Section 6.03. Milestone Payments. (a) Subject to Section 6.03(b), with respect to each RNAi Product as to which Arrowhead or any of its Affiliates, on the one hand, and Novartis or any of its Affiliates, on the other hand, have not entered into an Out-License pursuant to Section 6.01, Arrowhead shall pay Novartis the following amounts in accordance with Section 6.03(b) following the achievement of the following development and annual sales milestones (it being agreed that the following annual sales milestones will be determined on a calendar year basis):
(1)RNAi Products directed to each Initial Target
(A) Development Milestones for each Initial Target
Milestone
Payment ($US)
Each Category 1 Target
Each Category 2 Target
Initiate Phase 2 Clinical Trial
$[***]
$[***]
Initiate Phase 3 Clinical Trial
$[***]
$[***]
Obtain Regulatory Approval in the United States
$[***]
$[***]
Obtain a second Regulatory Approval
$[***]
$[***]
(B) Sales Milestones for each Initial Target
Annual Net Sales ($US)
Payment ($US)
Each Category 1 Target
Each Category 2 Target
$[***]
$[***]
$[***]
$[***]
$[***]
$[***]
$[***]
$[***]
$[***]
(2) RNAi Products directed to each New Target
(A)
Development Milestones for each New Target
Milestone
Payment ($US)
Initiate Phase 1 Clinical Trial
$[***]
Initiate Phase 2 Clinical Trial
$[***]
Initiate Phase 3 Clinical Trial
$[***]
Obtain Regulatory Approval in the United States
$[***]
Obtain a second Regulatory Approval
$[***]
(B) Sales Milestones for each New Target
Annual Net Sales ($US)
Payment ($US)
$[***]
$[***]
$[***]
$[***]
$[***]
$[***]
(b) Within [***] days after the achievement of any of the development milestones set forth in Section 6.03(a), Arrowhead shall notify Novartis thereof and shall pay the amounts due hereunder on. Within [***] days after the end of the first calendar quarter in which each sales milestone set forth in Section 6.03(a) is achieved, Arrowhead shall notify Novartis thereof and shall pay the amount due for such milestone hereunder on an RNAi Product-by-RNAi Product basis.

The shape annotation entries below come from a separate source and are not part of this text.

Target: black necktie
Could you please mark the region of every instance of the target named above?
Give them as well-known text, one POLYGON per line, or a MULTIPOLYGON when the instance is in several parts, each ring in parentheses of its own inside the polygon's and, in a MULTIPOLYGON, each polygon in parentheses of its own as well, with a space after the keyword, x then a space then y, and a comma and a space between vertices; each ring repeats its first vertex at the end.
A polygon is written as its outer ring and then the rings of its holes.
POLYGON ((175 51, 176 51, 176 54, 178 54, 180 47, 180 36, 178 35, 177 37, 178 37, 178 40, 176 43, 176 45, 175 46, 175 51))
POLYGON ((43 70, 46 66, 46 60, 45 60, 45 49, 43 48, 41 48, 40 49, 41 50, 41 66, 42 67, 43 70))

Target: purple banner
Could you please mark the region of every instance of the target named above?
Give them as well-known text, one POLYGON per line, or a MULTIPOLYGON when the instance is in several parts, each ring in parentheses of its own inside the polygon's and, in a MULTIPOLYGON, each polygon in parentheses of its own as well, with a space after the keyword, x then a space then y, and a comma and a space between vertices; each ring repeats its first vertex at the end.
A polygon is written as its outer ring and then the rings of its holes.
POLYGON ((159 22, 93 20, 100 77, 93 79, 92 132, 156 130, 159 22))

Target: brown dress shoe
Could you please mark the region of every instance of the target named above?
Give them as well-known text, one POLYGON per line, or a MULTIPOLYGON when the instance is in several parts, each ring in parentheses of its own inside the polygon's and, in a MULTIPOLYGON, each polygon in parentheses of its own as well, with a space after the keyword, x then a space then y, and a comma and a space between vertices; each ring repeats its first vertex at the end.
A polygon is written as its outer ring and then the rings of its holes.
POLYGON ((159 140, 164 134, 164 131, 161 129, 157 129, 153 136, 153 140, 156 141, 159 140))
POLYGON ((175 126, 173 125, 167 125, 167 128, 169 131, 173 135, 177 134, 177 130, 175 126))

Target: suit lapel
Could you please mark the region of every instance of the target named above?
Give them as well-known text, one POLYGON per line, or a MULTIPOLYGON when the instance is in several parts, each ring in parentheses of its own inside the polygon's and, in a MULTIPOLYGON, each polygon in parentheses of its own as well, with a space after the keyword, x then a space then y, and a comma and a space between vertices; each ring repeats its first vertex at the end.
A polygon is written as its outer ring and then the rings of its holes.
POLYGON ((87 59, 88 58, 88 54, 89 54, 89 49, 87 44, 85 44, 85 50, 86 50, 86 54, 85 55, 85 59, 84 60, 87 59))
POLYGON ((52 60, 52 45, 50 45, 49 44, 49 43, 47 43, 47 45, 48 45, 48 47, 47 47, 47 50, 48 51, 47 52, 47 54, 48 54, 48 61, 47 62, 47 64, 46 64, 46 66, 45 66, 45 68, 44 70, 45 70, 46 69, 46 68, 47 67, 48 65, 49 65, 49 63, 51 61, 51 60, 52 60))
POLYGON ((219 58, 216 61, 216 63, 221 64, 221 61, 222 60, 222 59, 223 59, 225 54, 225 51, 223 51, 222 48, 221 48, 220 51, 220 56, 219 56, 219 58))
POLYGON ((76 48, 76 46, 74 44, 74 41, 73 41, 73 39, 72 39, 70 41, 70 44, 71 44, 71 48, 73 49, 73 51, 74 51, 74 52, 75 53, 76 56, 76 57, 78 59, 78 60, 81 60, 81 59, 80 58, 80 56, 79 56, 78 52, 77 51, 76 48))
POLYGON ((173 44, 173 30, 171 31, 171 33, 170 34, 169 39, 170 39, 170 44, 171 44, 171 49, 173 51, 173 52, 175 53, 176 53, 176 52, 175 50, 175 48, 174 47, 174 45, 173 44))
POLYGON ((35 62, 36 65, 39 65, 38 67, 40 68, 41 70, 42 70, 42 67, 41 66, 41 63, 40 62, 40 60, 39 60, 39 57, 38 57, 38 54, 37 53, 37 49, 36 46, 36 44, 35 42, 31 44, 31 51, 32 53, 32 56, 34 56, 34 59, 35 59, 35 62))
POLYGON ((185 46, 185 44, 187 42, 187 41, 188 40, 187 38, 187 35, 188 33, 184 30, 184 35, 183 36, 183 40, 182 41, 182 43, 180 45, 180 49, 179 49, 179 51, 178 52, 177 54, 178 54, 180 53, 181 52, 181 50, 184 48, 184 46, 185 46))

Section 6.04. Diligence; Development and Commercialization Reports.
(a) Diligence. Arrowhead shall use Commercially Reasonable Efforts: (i) to research and develop RNAi Products and obtain Regulatory Approvals for such RNAi Products in the RNAi Field; and (ii) to commercialize each RNAi Product in each country in which it receives Regulatory Approval.
(b) Development and Commercialization Reports. Arrowhead shall keep Novartis reasonably informed as to the progress of its and its Affiliates’ development and commercialization activities under this Agreement. Arrowhead shall provide Novartis with a written report within [***] ([***]) days after the end of each calendar year during the term of this Agreement which summaries the development and commercialization activities performed in the proceeding [***] ([***]) months, including a summary of the results of such development and commercialization activities, provided that Arrowhead shall provide written updates during such calendar year following a material change to such development and commercialization activities described in such report. Information contained in the reports as described in this Section 6.04(b) shall be considered to be Confidential Information of Arrowhead and may only be used for the purpose of confirming compliance with Section 6.04(a). Arrowhead shall promptly respond to Novartis’ reasonable questions or requests for additional clarification relating to such development and commercialization activities.
Section 6.05. Financial Records and Audit; Late Payments.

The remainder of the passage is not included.